Türkiye’nin başbakanı Recep Tayyip Erdoğan her zaman duygusal ve duygularını kamu önünde saklamayan bir lider olageldi. Haziran 2013’e kadar ışıl ışıl parlayan karizmasında bu özelliğinin çok büyük katkısı vardı.
Yıllar önce siyaset hayatına girdiğinde yasaklı olmasının sebebi, duygu dolu okuduğu bir şiirdi ve yaşadığı bu mağduriyetle halkta “şefkat” duyguları uyandırmayı bilmişti. Erdoğan uzun liderlik macerasında halkla kurduğu bu “duygusal” bağı önemsedi ve korudu. Ülkeyi demokratikleştirme mücadelesinin ne kadar sancılı geçtiğini halk onun yüzünden okuyabildi, çünkü kameralar karşısında ne kadar uğraşsa duygularını saklayamıyordu.

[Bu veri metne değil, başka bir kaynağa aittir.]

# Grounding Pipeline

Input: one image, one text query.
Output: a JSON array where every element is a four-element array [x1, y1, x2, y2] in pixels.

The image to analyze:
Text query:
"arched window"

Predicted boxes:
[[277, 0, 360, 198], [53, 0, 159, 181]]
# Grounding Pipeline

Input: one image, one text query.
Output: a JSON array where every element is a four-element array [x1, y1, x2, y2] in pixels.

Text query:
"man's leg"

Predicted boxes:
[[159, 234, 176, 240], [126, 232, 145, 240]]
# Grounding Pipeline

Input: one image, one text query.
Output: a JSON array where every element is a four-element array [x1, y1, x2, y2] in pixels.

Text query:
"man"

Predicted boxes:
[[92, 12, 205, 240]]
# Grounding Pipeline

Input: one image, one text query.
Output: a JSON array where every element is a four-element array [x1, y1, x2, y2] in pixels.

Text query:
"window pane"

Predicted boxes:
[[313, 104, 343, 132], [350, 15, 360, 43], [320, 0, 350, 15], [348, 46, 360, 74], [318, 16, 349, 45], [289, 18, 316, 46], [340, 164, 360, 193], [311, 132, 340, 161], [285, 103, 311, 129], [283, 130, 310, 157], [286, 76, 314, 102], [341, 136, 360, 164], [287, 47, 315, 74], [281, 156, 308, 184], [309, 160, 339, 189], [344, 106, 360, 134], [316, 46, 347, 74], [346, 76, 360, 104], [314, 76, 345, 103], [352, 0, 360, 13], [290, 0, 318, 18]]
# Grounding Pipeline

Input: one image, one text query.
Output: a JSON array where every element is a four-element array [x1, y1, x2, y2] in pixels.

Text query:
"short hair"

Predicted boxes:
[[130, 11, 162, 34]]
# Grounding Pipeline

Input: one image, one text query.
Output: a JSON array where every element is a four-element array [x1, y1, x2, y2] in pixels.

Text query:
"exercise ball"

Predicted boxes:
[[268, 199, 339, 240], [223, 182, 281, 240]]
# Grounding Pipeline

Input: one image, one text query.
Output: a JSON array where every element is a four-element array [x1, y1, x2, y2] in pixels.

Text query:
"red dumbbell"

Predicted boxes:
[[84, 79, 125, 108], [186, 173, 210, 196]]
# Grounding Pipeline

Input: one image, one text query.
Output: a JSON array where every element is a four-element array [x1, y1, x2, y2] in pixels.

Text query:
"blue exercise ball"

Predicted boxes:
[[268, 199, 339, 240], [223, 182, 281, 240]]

O, yıllarca Batı tarafından “aşağı” görülen ülkesinin, Batı ekonomik krizle boğuşurken, ekonomik başarıyla “saygı” görmesini sağlarken elbette halkın da ona duyduğu saygı artıyordu.
2009 Davos zirvesindeki ünlü “one minute” çıkışı, öfkesini tüm dünyaya ilan etmesi, ona duyulan bu saygının ülke sınırlarını aşarak Ortadoğu’ya genişlemesini sağlamıştı. Üçüncü seçim zaferinden sonra yaptığı, ülkenin tüm kesimlerini kucaklayan ünlü balkon konuşması, halkına duyduğu şefkatin tezahürüydü.
Halkta uyandırdığı hayranlık duygusu, askeri vesayetin sona erdirilmesi, Kürt barışı gibi çetin mücadeleler içeren yolculuğunda ona hep eşlik etti, destek oldu. O bu ülkeye “aşık”tı, halka hizmet için vardı, kameralar önünde gözyaşı dökmekten utanmaz, haksızlık söz konusuysa öfkesine gem vurmazdı.
Bir bireyin “duygusal” olması, bir başka deyişle duygularını saklamaması, bir lider söz konusu olsa dahi doğal karşılanabilir. Oysa, son yıllarda sosyal bilimlere “gender”, yani toplumsal cinsiyet teorisinden sonraki en önemli katkı olan “affect” yani “duygulanım” teorisine göre duygular sadece bireylere özgü değildir.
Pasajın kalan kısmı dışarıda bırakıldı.